The reasons for the apparent failure to demonstrate a benefit are unclear, but include the potential sources of error inherent in all observational methodologies, the relatively low number of doses received (median of three), or the absence of any beneficial biological effect. Although the subgroup analyses also do not suggest a beneficial effect, the results must be interpreted carefully given that the analyses were post hoc and the study was not designed with these analyses in mind. Craig and colleagues, however, recently showed that treatment with simvastatin appears to be safe and may be associated with an improvement in organ dysfunction in acute lung injury [25]. Lastly, although we previously established biological plausibility and proposed biological pathways modulated by statin therapy, it is possible that these pathways are not the ones involved in the development of acute organ failure [7, 9].

Conclusions

Based on these results, concurrent statin therapy does not appear to protect against the development of new acute organ failure in critically ill, ventilated patients, but it does not appear to cause liver failure. While therapy was associated with a rise in ALT, the clinical relevance of this finding is unclear.
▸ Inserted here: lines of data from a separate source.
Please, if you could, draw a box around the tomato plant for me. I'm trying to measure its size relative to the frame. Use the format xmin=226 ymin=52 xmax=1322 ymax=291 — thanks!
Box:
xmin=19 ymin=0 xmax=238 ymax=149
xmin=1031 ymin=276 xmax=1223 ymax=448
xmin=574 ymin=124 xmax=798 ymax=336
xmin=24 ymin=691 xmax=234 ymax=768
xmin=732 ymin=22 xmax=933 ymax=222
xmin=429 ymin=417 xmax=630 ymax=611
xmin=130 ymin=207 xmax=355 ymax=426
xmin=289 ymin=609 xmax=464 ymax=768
Given the limited inferences from observational data and persistent biological rationale for the benefit of statin administration in this population at high risk of organ failure, sufficiently powered randomised controlled trials are needed.

Key messages

  • Many patients with early sepsis develop acute organ failure, and no mediator-targeting treatments able to prevent this progression are available.

  • Current observational data suggest that statins may prevent sepsis-related morbidity and mortality.

  • In the largest study specifically designed to test whether statins prevent the onset of new acute organ failure in ventilated ICU patients, we found no evidence of protection.